For more info, refer to CLRS chapter 32, String Matching and section 32.2The Rabin-Karp algorithm.


String matching algorithms


Given a String of size n and a Pattern of size m, with characters from an Alphabet of size |Σ|,  we have following runtime complexity table:


Algorithm          | Preprocessing | Matching

Brute-force        | 0             | O((n-m+1)*m)
Rabin-Karp         | O(m)          | O((n-m+1)*m)
Finite automaton   | O(m*|Σ|)      | O(n)
Knuth-Morris-Pratt | O(m)          | O(n)



Trie Data Structure


To reduce complexity from O(N^3) down to O(N^2), we leverage a trie data structure. It's a tree where each node has only 1 character as value. It potentially has |Σ| children, for each character of the alphabet.


Like in a suffix tree, to build the Trie, we sequentially insert each suffix [i..n-1], 0 <= i < n in the trie root node.

In trie diagram below, some nodes were marked with the beginning index for each suffix from the original string, "23322".



Each subarray [i..j] is a prefix of suffix [i..n-1]. Walking the trie will decide whether the subarray starting at the trie root and ending in the current node should be added or marked as duplicate.

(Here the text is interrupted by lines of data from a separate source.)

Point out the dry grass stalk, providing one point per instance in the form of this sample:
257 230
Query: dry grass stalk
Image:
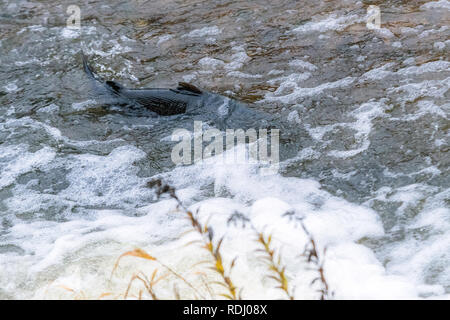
206 242
275 265
311 254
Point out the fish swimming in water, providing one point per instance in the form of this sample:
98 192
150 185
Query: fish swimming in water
185 99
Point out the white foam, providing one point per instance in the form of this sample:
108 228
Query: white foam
206 31
332 22
441 4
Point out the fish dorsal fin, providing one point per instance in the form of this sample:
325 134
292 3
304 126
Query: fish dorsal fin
188 87
116 87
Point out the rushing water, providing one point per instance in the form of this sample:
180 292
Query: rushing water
366 161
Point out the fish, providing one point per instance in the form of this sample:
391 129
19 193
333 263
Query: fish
185 99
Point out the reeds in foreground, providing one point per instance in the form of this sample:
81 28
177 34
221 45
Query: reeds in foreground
163 273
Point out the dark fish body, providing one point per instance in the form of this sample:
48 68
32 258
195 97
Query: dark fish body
185 99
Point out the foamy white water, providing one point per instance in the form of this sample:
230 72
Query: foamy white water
364 160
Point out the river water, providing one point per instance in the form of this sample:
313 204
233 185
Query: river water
367 157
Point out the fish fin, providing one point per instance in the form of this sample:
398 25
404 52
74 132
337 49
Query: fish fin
114 86
188 87
86 66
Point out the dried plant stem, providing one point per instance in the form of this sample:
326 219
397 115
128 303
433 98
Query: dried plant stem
312 256
275 265
206 235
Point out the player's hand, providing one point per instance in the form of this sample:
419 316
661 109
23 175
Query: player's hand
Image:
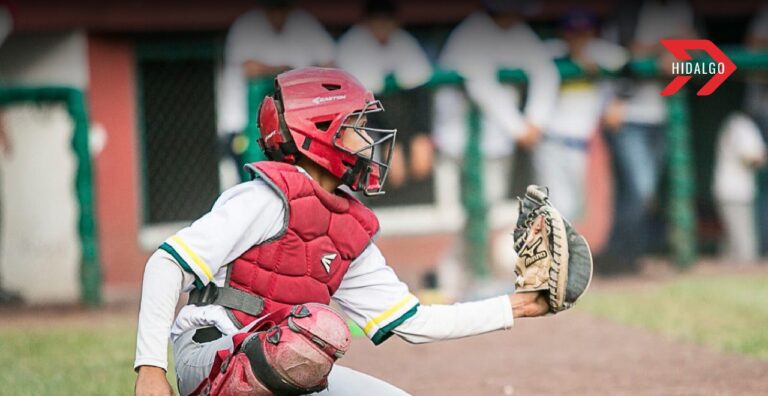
152 382
530 304
530 136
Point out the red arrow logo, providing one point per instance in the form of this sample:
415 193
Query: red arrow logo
680 48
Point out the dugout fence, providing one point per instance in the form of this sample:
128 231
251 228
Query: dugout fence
681 213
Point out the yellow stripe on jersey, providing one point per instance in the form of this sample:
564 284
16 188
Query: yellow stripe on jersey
195 258
388 313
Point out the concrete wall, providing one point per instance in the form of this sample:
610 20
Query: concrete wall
39 242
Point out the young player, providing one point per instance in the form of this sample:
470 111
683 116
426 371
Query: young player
264 263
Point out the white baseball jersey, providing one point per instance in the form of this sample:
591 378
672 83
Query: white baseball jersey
477 49
302 42
252 212
370 61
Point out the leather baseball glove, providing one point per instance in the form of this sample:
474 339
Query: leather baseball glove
552 256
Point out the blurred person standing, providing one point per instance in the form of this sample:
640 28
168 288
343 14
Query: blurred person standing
496 38
636 125
740 152
756 104
260 44
6 26
560 159
378 48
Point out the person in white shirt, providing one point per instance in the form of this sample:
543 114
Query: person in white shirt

package leetcode.weekly291;

import java.util.HashMap;
import java.util.Map;

public class KDivisibleElementsSubarrays {

static class Trie {
Map<Integer, Trie> children = new HashMap<>();
}

private final Trie root = new Trie();
public int countDistinct(int[] nums, int k, int p) {
int n = 0;
for (int i = 0; i < nums.length; i++) {
n += suffixSubarrays(nums, i, k, p);
}
return n;
}

private int suffixSubarrays(int[] nums, int start, int k, int p) {
int n = 0;
Trie current = root;
int divisible = 0;
for (int i = start; i < nums.length; i++) {
if (nums[i] % p == 0) {
divisible++;
}
if (divisible > k) {
break;
}

Trie child;
if (current.children.containsKey(nums[i])) {
// subarray at [start ... i] is deduplicated
child = current.children.get(nums[i]);
} else {
if (divisible <= k) {
n++;
}
child = new Trie();
current.children.put(nums[i], child);
}
current = child;
}
return n;
}
}


Conclusion


The problem of finding distinct subarrays is an example of string matching. We can use a rolling hash to find potential matches. This works well for inputs with a small number of matches. Due to collision checking, worst-case complexity becomes the same as naive approach.

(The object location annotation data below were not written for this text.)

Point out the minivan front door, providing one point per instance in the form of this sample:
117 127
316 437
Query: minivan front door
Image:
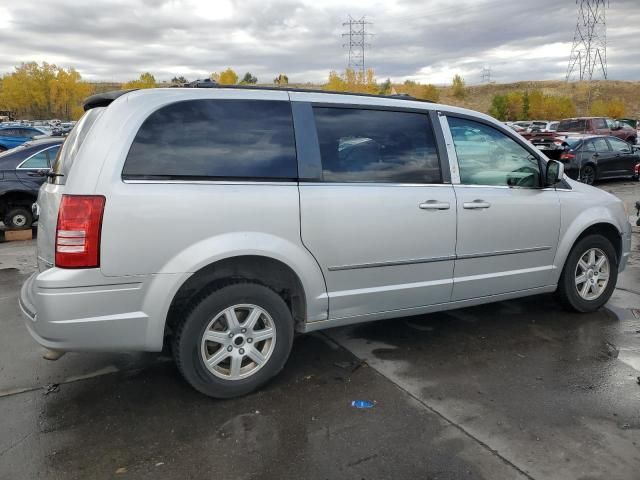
508 226
379 220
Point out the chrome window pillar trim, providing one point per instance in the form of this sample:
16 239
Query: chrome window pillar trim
292 183
451 150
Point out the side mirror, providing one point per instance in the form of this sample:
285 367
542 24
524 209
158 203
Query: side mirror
554 174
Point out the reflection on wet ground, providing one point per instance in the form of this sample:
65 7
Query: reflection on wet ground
555 393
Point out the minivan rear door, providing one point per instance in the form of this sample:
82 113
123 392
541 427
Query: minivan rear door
51 192
375 211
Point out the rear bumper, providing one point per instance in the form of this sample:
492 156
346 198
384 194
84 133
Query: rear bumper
98 317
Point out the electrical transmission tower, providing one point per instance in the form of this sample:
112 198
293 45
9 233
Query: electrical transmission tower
486 74
589 50
357 42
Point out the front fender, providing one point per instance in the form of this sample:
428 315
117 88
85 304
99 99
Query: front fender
569 233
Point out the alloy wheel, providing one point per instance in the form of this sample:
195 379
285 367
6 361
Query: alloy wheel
592 274
238 342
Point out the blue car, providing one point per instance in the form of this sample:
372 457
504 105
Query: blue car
12 136
22 171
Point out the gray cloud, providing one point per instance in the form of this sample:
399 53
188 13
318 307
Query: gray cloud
421 39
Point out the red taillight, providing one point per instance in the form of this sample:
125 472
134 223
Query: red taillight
78 231
567 156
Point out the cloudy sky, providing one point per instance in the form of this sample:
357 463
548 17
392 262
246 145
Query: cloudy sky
424 40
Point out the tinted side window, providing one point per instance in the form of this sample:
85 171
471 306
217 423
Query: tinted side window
215 138
359 145
619 145
39 160
599 123
486 156
600 145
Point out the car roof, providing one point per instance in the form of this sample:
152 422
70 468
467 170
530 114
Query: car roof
44 142
104 99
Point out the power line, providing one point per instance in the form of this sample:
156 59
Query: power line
589 50
357 42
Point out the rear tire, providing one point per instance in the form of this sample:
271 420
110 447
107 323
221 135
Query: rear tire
17 218
249 334
587 281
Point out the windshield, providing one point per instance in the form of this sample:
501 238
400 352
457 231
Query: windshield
70 147
573 125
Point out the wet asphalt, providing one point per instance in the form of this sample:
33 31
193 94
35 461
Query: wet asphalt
516 389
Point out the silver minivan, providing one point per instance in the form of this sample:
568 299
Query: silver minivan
224 220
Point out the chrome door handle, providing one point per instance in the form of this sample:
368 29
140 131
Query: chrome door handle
476 204
435 205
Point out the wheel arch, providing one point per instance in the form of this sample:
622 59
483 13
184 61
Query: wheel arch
260 269
606 227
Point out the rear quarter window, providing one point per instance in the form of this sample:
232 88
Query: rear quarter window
72 144
215 139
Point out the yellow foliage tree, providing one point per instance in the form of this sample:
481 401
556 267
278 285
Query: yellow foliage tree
227 77
146 80
550 107
43 91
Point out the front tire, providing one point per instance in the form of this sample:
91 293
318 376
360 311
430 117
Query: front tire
17 218
234 340
589 275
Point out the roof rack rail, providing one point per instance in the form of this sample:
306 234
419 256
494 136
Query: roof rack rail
203 83
104 99
214 84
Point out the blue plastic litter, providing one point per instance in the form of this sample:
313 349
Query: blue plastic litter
362 404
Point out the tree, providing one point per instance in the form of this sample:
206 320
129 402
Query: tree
281 79
43 91
352 81
429 92
146 80
385 88
458 87
249 79
514 105
525 106
227 77
417 90
498 107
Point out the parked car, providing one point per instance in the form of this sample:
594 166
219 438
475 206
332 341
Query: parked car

As an alternative, we can leverage a Trie data structure to deduplicate strings. To build it, we insert each suffix of the original string. We match the longest prefix in common between current suffix and the already inserted suffixes. This allows to process each subarrays starting at a given index at once by just processing the suffix starting at the same index.